Farm City (Novella Carpenter)
Last month I spent a good hour pulling weeds that had grown up to my knees in the garden. After I was finished you could actually see the pepper and tomato plants that had been camouflaged in a green jungle of overgrowth for the past few weeks. Gardening is not my strong point. Or rather, taking time to learn how to garden and actually maintain it aren't my strong points. My approach is to buy transplants at the farmer's market in May, put them in the ground, and then I let nature take over. Luckily nature is a lot better at growing things than I am.
Novella Carpenter is really good at gardening. So good that she moved way beyond vegetables and kept bees, chickens, turkeys, rabbits, and even pigs in her garden. But she's in Oakland. As in downtown Oakland. Which is not really amenable to large-scale gardens, or as she calls it, her urban farm. Farm City is her account of her time raising livestock, vegetables, and fruits in her backyard.

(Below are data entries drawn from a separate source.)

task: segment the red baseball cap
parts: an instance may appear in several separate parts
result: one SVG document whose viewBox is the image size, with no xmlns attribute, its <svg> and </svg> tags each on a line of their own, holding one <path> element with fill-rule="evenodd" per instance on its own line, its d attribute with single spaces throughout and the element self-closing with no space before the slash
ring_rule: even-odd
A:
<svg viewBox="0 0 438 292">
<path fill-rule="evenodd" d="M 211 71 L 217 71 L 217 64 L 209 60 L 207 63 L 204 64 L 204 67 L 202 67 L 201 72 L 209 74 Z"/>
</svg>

I wanted to not like Novella. I was afraid she was going to be one of those hipper-than-thou types that goes on and on about how great city life is and how much cooler and better she is than everyone else because of the choices she's made for her lifestyle. And sometimes she did veer toward that area in her writing, but mostly she just comes off as a gutsy urban homesteader taking the term locavore to the most extreme level, exploring her relationship with these animals-turned-dinner in a humane and honest way, feeding her pigs on a diet of Chinatown dumpster dives. Her sense of humor that comes across in her writing separates this book from other locavore accounts; it's not the idyllic rural account of Barbara Kingsolver. It's more no nonsense and sparse at times, but in a good way.